Current work also includes the international tour of Museum of the Moon with artist Luke Jerram. Previous work with Jerram includes Sky Orchestra which formed part of the RSC’s Complete Works Festival and opened the Sydney Festival in 2007.
During the lockdown his music has featured on BBC Sounds Mindful Music playlist curated by David Attenborough and as part of Daphne Wright’s online version of Listening Posts (2006) at the Frith Street Gallery. He has worked with his record company Wave Theory Records to try to provide a platform for other composers during the COVID crisis.
Mark Espiner (Co-creator Charlie Ward)
Mark Espiner is a writer, journalist and theatre director. As a journalist, writer and cultural commentator Mark has contributed to the Guardian, Sunday Times, BBC Radio 3, Evening Standard, Time Out and the Financial Times on music and the arts.

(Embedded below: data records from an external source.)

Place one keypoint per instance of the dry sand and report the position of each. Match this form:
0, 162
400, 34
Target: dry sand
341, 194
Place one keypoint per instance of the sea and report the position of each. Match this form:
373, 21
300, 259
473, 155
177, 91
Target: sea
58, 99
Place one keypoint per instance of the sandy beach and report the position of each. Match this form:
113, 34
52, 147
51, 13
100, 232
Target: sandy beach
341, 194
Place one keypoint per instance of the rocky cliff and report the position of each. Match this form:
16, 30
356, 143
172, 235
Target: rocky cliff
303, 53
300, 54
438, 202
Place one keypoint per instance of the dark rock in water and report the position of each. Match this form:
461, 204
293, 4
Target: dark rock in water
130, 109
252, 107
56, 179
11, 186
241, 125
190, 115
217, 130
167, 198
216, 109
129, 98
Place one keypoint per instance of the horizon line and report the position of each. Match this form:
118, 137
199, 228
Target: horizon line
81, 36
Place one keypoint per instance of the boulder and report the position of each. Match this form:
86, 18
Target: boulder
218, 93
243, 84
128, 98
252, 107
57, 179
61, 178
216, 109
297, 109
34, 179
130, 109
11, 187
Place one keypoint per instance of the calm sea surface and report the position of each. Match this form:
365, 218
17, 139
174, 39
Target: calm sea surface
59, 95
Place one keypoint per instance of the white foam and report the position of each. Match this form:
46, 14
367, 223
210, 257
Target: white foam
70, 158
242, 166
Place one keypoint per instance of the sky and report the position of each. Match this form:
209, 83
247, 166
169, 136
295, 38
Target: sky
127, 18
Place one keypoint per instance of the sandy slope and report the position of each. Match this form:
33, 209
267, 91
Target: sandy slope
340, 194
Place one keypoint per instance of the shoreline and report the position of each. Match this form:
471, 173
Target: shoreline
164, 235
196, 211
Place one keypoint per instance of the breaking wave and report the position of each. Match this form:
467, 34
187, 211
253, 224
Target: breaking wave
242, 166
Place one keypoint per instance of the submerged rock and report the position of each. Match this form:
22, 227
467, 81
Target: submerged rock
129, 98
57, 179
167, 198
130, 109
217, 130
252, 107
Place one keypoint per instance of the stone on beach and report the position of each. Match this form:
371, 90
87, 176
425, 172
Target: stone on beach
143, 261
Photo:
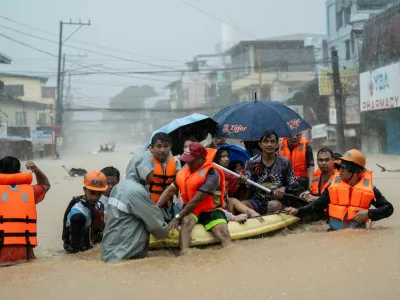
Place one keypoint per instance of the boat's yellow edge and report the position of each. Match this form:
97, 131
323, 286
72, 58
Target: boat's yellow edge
251, 228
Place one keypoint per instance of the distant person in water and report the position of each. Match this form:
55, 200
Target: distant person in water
18, 232
113, 177
83, 222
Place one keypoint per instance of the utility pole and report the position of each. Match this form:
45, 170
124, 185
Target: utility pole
337, 88
59, 102
259, 74
62, 79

He wrote a regular column for Berlin’s daily newspaper Der Tagesspiegel and has also provided on-air cultural commentary for Deutsche Welle TV, Germany’s international broadcaster.

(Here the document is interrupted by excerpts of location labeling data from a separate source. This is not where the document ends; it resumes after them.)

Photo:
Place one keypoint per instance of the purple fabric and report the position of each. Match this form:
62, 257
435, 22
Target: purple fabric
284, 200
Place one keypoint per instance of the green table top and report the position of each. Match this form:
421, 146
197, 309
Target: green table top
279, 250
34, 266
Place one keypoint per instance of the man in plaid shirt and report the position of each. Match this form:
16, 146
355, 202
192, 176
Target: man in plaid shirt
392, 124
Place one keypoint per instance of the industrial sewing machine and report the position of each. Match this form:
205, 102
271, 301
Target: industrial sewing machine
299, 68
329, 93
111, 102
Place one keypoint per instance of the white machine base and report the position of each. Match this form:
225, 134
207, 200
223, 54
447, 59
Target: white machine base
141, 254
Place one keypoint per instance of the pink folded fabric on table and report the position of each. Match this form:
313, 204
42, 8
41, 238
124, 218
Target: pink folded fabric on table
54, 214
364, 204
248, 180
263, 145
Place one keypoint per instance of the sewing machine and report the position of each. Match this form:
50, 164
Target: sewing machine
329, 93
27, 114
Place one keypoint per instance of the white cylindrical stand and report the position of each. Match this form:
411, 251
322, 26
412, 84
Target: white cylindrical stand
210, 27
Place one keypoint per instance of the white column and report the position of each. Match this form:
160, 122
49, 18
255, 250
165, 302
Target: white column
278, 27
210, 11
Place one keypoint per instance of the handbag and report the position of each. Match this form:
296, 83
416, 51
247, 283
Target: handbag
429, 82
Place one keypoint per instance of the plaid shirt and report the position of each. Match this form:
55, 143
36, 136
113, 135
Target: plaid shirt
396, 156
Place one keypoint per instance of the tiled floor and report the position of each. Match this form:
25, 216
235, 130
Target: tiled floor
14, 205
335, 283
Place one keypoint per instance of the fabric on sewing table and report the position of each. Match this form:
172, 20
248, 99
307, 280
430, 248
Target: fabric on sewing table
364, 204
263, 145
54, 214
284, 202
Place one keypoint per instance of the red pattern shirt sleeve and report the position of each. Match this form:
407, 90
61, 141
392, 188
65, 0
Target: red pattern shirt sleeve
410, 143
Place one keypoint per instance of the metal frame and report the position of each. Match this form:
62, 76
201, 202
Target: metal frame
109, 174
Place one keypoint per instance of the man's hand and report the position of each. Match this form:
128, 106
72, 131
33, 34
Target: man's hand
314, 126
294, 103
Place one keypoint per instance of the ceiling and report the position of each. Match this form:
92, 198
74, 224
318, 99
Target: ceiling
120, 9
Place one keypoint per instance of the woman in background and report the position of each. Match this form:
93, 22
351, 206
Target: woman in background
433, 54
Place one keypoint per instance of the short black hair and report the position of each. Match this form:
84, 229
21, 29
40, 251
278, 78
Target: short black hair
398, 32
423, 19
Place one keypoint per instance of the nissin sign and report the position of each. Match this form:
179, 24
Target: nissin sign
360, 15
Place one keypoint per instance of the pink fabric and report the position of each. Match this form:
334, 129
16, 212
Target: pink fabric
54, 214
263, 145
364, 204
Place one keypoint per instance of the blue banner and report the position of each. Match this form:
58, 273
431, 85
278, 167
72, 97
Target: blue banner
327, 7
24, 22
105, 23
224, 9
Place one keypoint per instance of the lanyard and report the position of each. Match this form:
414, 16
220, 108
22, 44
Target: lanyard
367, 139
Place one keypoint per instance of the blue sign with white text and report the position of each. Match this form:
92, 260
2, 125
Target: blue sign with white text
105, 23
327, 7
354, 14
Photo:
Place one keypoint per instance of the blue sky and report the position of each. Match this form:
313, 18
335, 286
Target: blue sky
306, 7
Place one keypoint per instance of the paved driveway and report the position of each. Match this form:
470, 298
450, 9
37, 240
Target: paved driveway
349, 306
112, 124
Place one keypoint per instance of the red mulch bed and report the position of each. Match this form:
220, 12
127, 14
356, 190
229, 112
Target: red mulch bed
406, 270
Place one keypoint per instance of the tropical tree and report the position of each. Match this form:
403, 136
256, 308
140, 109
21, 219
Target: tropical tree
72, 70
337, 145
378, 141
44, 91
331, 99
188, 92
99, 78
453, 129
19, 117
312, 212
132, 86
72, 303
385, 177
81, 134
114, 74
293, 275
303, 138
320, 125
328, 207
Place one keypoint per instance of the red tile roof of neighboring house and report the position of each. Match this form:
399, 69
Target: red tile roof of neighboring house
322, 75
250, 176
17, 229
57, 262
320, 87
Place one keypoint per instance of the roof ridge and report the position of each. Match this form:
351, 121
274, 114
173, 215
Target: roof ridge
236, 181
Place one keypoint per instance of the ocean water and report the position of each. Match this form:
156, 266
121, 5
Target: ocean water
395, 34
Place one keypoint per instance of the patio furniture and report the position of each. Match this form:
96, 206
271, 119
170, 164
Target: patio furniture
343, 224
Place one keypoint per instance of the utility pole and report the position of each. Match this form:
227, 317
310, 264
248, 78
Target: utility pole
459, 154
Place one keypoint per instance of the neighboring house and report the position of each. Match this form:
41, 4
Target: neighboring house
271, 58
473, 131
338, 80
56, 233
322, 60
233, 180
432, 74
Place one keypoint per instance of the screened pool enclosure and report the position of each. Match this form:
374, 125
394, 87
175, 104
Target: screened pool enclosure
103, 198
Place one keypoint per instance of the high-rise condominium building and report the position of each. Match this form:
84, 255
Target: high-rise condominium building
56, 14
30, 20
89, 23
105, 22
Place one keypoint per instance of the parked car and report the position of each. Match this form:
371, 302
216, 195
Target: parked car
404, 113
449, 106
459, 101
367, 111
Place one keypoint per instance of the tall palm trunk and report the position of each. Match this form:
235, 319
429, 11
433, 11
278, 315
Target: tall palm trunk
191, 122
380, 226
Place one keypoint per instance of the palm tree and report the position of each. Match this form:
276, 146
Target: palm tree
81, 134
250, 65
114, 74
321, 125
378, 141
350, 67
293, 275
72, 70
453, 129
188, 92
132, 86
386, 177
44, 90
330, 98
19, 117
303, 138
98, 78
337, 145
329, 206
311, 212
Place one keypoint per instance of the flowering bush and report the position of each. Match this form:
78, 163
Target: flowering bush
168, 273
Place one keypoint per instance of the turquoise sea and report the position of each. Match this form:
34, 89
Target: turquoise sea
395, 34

As co-artistic director of Sound&Fury, the theatre company he co-founded with Dan Jones and Tom Espiner, he has co-directed all of the company’s work to date.
His other theatre credits include working with Tom Morris on David Glass’s one-man show Disembodied (BAC) and Names of the Dead, a staged musical war memorial to the dead of the Iraq war, created collaboratively with visual artist Mark Anstee, composer Stephen McNeff and the Duke Quartet (BAC) and he directed the premiere of The Highs and Lows of Owning Your Own Home by Glen Neath (Acud, Berlin).
Tom Espiner (Co-creator Charlie Ward)
Tom Espiner is an actor, theatre practitioner, puppeteer and Foley artist. He trained as an actor at Bristol Old Vic Theatre School and co-founded Sound&Fury in 1998 with Dan Jones and Mark Espiner.
For Sound&Fury he has co-created and performed in: Kursk (Young Vic/Sydney Opera House); Going Dark (London Science Museum); Ether Frolics (Sound&Fury with artists from Shunt); The Watery Part of the World (BAC tour), War Music (BAC and Bristol’s Multi-A); Charlie Ward.
Other theatre work: Life of Pi (Sheffield Crucible) Berberian Sound Studio (Donmar Warehouse), Macbeth, Twelfth Night, The Winter’s Tale (Shakespeare at the Tobacco Factory); Anything Goes, Love’s Labour’s Lost (National Theatre); The Firework Maker’s Daughter (Told by an Idiot/Lyric Hammersmith); Tombstone Tales (Arcola); Caucasian Chalk Circle (Unicorn); Peggy for You (Hampstead/West End)
TV and film work includes: The Crown; Ancient Rome; Anybody’s Nightmare; Without Motive; The Bill; Stoned.
Tom’s Puppetry work includes for Blind Summit : The Table (Spoleto festival USA, European tour), The Puppeteer (Lorca Institute, Granada, Edinburgh Pleasance Dome), Madam Butterfly (ENO - Minghella/Choa), Danny Boyle’s London 2012 Olympics Opening Ceremony, Life of Pi (Sheffield Crucible). Puppetry Direction: Great Apes (Arcola).
As a Foley artist Tom made sound effects for natural history films including BBC’s The Natural World, animations for Aardman and various dramas. His Foley work in theatre includes Simon McBurney’s world premiere of The Magic Flute (Complicite/DNO).
He was the Foley designer and performer, playing Massimo for Tom Scutt’s production of Berberian Sound Studio (Donmar Warehouse).